Anti-spike cellular immunity in dams and their pups after maternal mRNA-1273 vaccination during pregnancy (A and B) After maternal vaccination with 4 μg mRNA-1273 twice, the dams and pups were examined for spike-specific lymphocyte proliferation by the readout of incorporated tritium in vitro. Splenic lymphocytes of both dams (p = 0.001) and pups (p < 0.001) proliferated specifically in response to spike, as opposed to those with maternal saline injection. Besides, the dams (p = 0.004) and pups (p < 0.001) with maternal mRNA-1273 vaccination were superior in spike-specific lymphocyte proliferation to their respective saline controls. Bovine serum albumin (BSA) was the third-party stimulators, and Con-A was a mitogen to non-specifically stimulate T cells. (C and D) IFN-γ- and IL-2 ELISpot images in triplicate shown were from a representative dam and pup with maternal mRNA-1273 (4 μg) or saline vaccination during pregnancy.
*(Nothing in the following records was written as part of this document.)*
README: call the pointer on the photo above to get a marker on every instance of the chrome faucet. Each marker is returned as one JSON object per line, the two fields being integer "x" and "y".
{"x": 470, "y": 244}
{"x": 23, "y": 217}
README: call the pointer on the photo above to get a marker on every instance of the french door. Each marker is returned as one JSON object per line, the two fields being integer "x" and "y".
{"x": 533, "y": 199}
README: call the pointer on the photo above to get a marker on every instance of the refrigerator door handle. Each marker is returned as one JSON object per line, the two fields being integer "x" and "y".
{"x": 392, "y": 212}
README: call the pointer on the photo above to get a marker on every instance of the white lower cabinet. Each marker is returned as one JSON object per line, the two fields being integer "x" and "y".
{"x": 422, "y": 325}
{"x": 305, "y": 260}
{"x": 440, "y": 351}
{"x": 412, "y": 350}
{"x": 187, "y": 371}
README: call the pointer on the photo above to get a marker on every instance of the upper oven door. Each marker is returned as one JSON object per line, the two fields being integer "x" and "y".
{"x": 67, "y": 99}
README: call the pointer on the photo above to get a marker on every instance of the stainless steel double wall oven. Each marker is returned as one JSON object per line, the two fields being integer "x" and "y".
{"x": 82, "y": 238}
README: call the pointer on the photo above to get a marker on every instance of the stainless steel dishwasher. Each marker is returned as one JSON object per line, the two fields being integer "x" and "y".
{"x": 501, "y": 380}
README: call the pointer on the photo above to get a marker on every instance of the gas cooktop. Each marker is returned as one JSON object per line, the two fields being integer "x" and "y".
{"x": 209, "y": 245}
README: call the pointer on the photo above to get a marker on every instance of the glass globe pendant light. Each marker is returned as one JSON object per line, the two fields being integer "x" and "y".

Both groups exhibited heightened frequencies of IFN-γ- and IL-2-secreting T cells, as compared with their respective control counterparts. Error bar charts display the boxed areas of 95% confidence intervals for the means as box-crossing horizontal lines.

Figure 5

Immunological consequences of in utero mRNA-1273 injection GD14 FVB/N fetuses were subjected to intraperitoneal injection of mRNA-1273 (IU mRNA-1273, n = 19). (A and B) Postnatally, serum anti-spike IgG₁/IgG_2a was examined at the age of 1 month. IU mRNA-1273 led to significantly higher titers of anti-spike IgG₁/IgG_2a, as compared with in utero saline injection (IU saline, n = 9). Serum anti-spike IgG₁/IgG_2a gradually decreased within postnatal 3 months. Circles interconnected by a line represent IgG₁/IgG_2a levels measured at 1 (M1), 2 (M2), and 3 (M3) months old from an individual mouse (n = 11). (C) Lymphocyte proliferation in response to spike protein was measured by the readout of incorporated tritium (n = 4) as counts per minute (cpm). Medium only was used as background controls, BSA as third-party stimulators, and Con-A as a mitogen to stimulate the T cell population. IU mRNA-1273 significantly proliferated specifically in response to spike protein (p < 0.027), whereas IU saline (n = 4) failed to show lymphocyte proliferation under spike protein stimulation. There was a significant difference in lymphocyte proliferation under spike protein stimulation between IU mRNA-1273 and IU saline (p < 0.006). Rectangles within a dataset represent 95% confidence intervals for the means, which are shown as transverse lines crossing the rectangles. (D) Spike-reactive IFN-γ- and IL-2-secreting cells of splenic lymphocytes were enumerated by ELISpot. Figures showed the spots with their counts from the representative mice of IU mRNA-1273 and IU saline. The frequency of spike-reactive IFN-γ- and IL-2-secreting T cells was calculated by the mean of ELISpot readouts (triplicates) divided by the CD3⁺ cell ratio of splenic lymphocytes in each individual mouse.